I was moved to do so by several forces. “Tunneling” won a Shirley Jackson Award. “The Family Fang” was a “New York Times” best seller.

And Ann Patchett has been praising Wilson to the skies, calling him “a dazzling and important new writer” and describing “The Family Fang” as “genius.”

Ms. Patchett is right. Kevin Wilson, close as he may be geographically, has not been noticed much in Alabama. That must stop at once.

The 12 stories in “Tunneling to the Center of the Earth” are terrific, bordering on the edge of absurd, yet one feels these things could, perhaps, happen. (No one levitates.)

The title story, like many of them, has somewhat confused and lonely young people as characters.

Two men and a woman have “just graduated from college with meaningless degrees, things like gender studies and Canadian History and Morse Code,” not applicable to the real world.

Unable to find work, they sit around and smoke pot until inspiration comes. They will go underground.

Literally.

They begin in July, digging a hole in the back yard.

The narrator tells us “My mother gave us food weekly, dropped bags of groceries into the hole in the backyard, where she knew one of us would pick them up.”

At first the goal is China, then, more realistically, after going down 12 feet or so, sideways, like miners, in different directions under the town, dumping the dirt at night in a local lake. Along the way, they find old time capsules, jars of buried cash, the body of Jasper Cooley, the missing town drunk, until, around New Year’s, they emerge, ready to face real life, such as it is.

Another strange story, “Go, Fight, Win,” tells of Penny, a lonely 16-year-old misfit who has an affair of a sort, with a boy pyromaniac, 12. Odd but in its way beautiful, it’s “Harold and Maude,” only much younger.

The lead story, maybe my favorite, “Grand Stand-In,” is not about young people at all. The protagonist works as a substitute grandmother. Fifty-six, she specializes in the “single, still-active grandmother stereotype.” Providing the grandmother experience, she will read, talk and sing to a small child whose biological grandmother is deceased, impaired or unwilling. This job can go in different ways, including of course, “dying.” 

The novel is equally weird, a comic masterpiece, but of course more fully developed. The four Fangs, including children Annie and Buster, are performance artists who stage totally unexpected public happenings. The first occurs in a mall in Huntsville where Mrs. Fang pretends to shoplift hundreds of jelly beans. Crowds gather and stare. She is taken in by the manager. There is explaining to do.

At another “public performance” or “real life squared” or “choreographed spontaneity” they distribute counterfeit coupons to a chicken restaurant and watch as hundreds go to redeem them. In another they stage a mock marriage proposal on an airplane.

Everything gets recorded.

The idea is to create spontaneous chaos which generates art.

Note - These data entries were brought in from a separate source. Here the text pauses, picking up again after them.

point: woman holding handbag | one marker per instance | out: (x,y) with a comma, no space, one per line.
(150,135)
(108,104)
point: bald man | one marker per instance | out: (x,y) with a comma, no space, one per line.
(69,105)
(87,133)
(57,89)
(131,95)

The Fangs have received NEA grants and a MacArthur. What is art is seriously discussed, with Mr. Fang insisting that everything you thought was art—painting, writing, sculpture, conventional theatre—was not: too cold, premeditated, predictable, dead. At one point, Buster entered in a child beauty pageant, in drag. He’s reluctant at first, but, as he moves through the quarterfinals, gets into it and finally wins with a howl of pleasure and tears off his wig.

Annie and Buster are inevitably damaged by these experiences. Annie becomes an actor, Buster a novelist turned tabloid journalist, both of them very confused people.

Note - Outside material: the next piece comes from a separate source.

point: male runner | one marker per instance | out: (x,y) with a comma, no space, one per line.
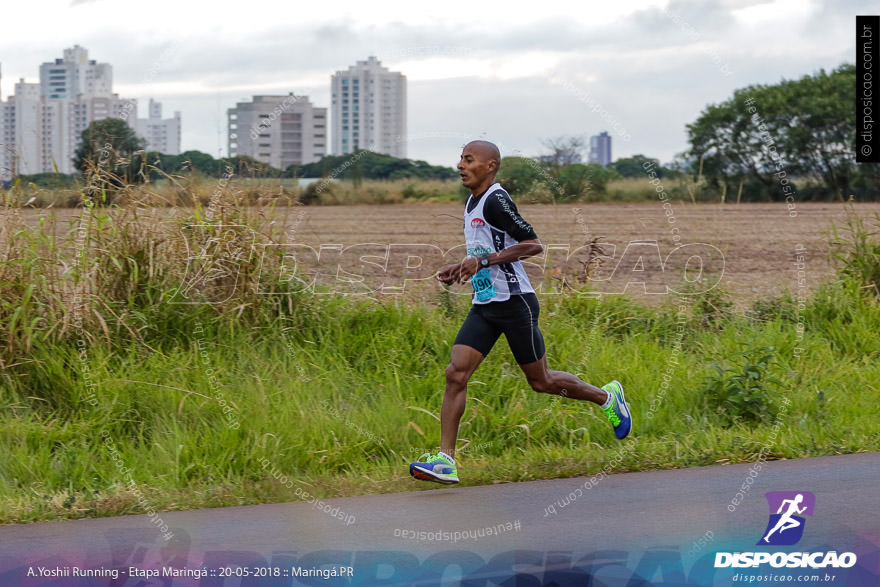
(504,301)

“Family Fang” is a delight, one surprise after the next, wildly imaginative. Brilliant.

Don Noble is host of the Alabama Public Television literary interview show “Bookmark with Don Noble.” A shorter form of this review was originally broadcast on Alabama Public Radio.

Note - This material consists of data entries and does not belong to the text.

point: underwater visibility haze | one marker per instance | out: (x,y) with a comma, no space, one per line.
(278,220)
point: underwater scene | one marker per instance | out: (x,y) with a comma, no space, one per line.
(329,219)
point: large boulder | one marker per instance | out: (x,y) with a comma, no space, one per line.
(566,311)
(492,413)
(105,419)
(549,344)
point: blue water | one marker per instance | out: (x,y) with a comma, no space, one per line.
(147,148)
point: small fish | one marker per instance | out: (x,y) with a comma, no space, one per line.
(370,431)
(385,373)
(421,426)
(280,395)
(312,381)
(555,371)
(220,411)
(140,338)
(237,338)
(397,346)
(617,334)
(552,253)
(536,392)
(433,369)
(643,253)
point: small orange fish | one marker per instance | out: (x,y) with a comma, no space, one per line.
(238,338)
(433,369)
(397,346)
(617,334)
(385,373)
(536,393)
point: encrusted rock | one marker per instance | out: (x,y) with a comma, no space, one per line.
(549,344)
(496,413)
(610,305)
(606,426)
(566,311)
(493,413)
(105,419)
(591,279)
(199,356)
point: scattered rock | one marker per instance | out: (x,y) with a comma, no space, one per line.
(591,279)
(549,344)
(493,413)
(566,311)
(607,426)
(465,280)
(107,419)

Don Noble , Ph. D. Chapel Hill, Prof of English, Emeritus, taught American literature at UA for 32 years. He has been the host of the APTV literary interview show "Bookmark" since 1988 and has broadcast a weekly book review for APR since November of 2001, so far about 850 reviews. Noble is the editor of four anthologies of Alabama fiction and the winner of the Alabama state prizes for literary scholarship, service to the humanities and the Governor's Arts Award.